Successful entrepreneurs are master networkers. They keep business cards for years, write down names, and follow up with potential leads. They also touch base with contacts frequently just to check-in, not necessarily to solicit business. It is this diligence that leads to referrals and long-term, mutually beneficial business relationships.
Need to brush up on your networking skills? Here, Margo Geller, owner of Margo Geller and Associates, a business consultancy in Atlanta, offers her top tips for becoming a master networker.
Stick to the 70 percent rule
Networking events are a dime a dozen. The key to finding the best prospects, according to Geller, is to focus on who will attend each event. Do this by asking the event coordinator for the guest list ahead of time. If that doesn’t work, ask for the list from the last event to use as a frame of reference.
“Don’t waste time going to events unless 70 percent or more of the people in attendance will be qualified, potential, ideal clients for you,” she says. “It’s about quality, not quantity. You need to be fishing in spot ponds.”

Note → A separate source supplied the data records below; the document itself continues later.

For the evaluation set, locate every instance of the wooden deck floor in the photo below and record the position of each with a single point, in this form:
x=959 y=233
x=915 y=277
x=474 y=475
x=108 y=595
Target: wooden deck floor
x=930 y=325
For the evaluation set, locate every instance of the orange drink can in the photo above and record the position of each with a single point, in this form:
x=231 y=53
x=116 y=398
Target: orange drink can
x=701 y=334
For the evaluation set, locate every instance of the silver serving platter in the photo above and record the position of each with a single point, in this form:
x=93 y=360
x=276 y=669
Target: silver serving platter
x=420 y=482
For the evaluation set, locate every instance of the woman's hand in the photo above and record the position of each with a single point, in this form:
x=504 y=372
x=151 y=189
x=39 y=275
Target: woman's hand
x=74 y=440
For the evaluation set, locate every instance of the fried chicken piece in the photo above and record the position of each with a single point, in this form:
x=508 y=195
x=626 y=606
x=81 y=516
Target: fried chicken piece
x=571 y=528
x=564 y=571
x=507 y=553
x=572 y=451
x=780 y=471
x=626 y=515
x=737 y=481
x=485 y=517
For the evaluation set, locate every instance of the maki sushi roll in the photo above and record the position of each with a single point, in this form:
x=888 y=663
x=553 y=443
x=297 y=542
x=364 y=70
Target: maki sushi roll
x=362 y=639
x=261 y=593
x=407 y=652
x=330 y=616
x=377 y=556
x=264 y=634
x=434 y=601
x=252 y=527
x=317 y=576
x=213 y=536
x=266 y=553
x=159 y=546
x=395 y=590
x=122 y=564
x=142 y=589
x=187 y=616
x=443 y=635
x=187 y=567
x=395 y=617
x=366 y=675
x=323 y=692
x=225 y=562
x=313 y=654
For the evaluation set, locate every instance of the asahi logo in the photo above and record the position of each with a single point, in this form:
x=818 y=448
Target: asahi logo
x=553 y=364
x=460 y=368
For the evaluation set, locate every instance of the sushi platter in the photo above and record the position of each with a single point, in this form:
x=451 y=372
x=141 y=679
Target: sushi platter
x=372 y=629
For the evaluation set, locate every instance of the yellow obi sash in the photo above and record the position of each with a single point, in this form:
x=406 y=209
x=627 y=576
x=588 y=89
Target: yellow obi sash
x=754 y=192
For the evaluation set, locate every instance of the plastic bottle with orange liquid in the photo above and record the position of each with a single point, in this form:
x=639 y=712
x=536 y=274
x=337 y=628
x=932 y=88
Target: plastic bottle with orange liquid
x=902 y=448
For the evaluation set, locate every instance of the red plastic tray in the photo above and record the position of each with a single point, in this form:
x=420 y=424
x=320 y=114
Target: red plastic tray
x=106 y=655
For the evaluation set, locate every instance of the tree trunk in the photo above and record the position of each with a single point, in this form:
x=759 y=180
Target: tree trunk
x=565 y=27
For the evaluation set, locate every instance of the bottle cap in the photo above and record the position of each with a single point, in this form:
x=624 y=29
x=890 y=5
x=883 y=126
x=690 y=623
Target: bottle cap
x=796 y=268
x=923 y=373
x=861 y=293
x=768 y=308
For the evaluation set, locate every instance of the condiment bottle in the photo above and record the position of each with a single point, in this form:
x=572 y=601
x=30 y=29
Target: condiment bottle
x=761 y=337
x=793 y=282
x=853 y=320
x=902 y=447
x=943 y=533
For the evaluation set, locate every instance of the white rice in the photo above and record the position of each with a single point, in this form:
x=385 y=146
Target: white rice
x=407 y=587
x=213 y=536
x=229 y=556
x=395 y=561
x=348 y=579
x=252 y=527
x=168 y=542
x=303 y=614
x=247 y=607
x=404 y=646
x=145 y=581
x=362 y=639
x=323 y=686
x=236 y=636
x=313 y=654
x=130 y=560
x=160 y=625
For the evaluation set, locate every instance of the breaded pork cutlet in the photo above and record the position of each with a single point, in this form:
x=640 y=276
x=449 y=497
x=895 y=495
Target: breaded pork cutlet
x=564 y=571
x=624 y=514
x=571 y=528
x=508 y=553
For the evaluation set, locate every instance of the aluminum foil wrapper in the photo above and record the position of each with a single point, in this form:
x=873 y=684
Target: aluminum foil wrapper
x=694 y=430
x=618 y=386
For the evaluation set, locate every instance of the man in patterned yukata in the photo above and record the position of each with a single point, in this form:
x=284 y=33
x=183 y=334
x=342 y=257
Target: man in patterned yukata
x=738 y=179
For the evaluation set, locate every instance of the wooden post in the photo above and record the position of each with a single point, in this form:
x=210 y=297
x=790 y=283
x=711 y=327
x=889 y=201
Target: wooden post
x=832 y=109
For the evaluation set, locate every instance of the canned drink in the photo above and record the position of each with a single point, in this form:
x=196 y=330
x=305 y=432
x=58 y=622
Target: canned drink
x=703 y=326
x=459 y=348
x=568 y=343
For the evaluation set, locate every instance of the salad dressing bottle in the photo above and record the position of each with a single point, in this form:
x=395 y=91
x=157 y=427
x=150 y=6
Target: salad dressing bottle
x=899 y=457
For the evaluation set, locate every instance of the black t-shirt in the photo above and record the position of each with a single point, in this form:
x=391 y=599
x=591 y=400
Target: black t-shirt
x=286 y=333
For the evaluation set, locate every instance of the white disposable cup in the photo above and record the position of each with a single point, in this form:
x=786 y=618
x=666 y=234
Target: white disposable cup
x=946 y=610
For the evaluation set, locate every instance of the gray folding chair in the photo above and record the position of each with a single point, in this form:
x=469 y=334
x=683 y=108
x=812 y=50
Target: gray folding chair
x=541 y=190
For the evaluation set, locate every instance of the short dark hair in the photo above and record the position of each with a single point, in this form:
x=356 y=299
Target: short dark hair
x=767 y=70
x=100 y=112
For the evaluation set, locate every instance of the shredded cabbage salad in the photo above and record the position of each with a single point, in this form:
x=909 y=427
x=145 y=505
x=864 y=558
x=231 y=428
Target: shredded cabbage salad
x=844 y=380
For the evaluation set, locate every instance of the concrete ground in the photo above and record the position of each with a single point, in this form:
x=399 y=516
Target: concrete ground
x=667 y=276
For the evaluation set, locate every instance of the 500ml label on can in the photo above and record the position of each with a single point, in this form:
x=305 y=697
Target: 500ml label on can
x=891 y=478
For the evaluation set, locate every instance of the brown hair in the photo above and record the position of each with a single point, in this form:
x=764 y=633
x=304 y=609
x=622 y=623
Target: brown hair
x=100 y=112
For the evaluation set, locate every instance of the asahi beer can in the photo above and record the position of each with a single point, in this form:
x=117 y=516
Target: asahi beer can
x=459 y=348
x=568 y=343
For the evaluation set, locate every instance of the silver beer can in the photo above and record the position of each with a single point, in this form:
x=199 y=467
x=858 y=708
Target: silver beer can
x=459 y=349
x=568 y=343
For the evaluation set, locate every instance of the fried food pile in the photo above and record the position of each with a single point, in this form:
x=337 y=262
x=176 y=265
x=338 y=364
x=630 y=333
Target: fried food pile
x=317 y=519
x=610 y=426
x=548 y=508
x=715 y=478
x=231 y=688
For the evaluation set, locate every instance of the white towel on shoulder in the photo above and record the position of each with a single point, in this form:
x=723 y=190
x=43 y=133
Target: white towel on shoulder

Even if you know everyone on the guest list, Geller recommends arriving early to an in-person networking event. Grab your nametag and stand by the registration table to see people as they come in. That way, you will know whom to target first.
Check your feelings
Have you had a rotten day? If so, stay in the car and repeat positive affirmations to yourself before walking into a networking event, suggests Geller.
“If you are walking around an event and someone senses that you’re not in a good place, they will not be drawn to talking to you,” she says. “Make sure you feel good and look good because your internal attitude will shine through.”
Practice active listening
You’ve arrived at an event and identified the person you want to speak with. After approaching them in a pleasant manner and asking a few questions about their business, let them talk to you and listen intently. As Geller explains, it is more important to listen than to talk in networking situations.
“At the end of the conversation say that you enjoyed meeting them and ask if it would be OK if you called them tomorrow to follow up,” she says.
Run a business association or networking group
Getting involved in your local business association or networking group is the best way to establish credibility as someone people might want to do business with.
“Even better, shoot for a top position in the association,” Geller says. “People are likely to respect you if you lead the organization.”